伊勢 浜郷地区まちづくり協議会が受賞 防災功労者内閣総理大臣表彰、地域ぐるみの継続防災を評価 三重

【受賞を喜ぶ浜郷地区まちづくり協議会の村田会長(左から2人目)ら=伊勢市役所で】

【伊勢】三重県伊勢市の浜郷地区まちづくり協議会が、今年の防災功労者内閣総理大臣表彰を受賞した。地域ぐるみの継続した防災への取り組みが評価された。

同地区は、伊勢湾へ注ぐ勢田川と五十鈴川河口に位置する低地で、過去には浸水被害があり、大地震による津波被害も予測される。
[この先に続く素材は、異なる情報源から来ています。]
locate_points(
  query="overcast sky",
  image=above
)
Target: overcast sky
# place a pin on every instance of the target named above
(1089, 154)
平成25年に協議会を立ち上げ、翌年から防災活動を進めてきた。

地区の5つの自治会が連携して毎年防災計画を立て、災害図上訓練などで防災リーダーを育成。地元の浜郷小学校と協力した防災教育にも力を入れる。年に一度、住民参加の津波避難訓練を実施したり、ホームページなどで情報発信し、地域の防災意識の向上を図ってきた。

伊勢市役所で21日、同協議会が鈴木健一市長に受賞を報告した。村田修一会長(72)は「継続して活動することが一番重要で難しい。コロナ禍で活動が限られるが、受賞を励みに、より一層前進していきたい」と話した。

表彰は、毎年9月1日の「防災の日」に合わせ、防災思想の普及や防災活動に功績のあった個人と団体に贈られる。今年は全国で6個人と38団体が選ばれ、県では同協議会が唯一受賞した。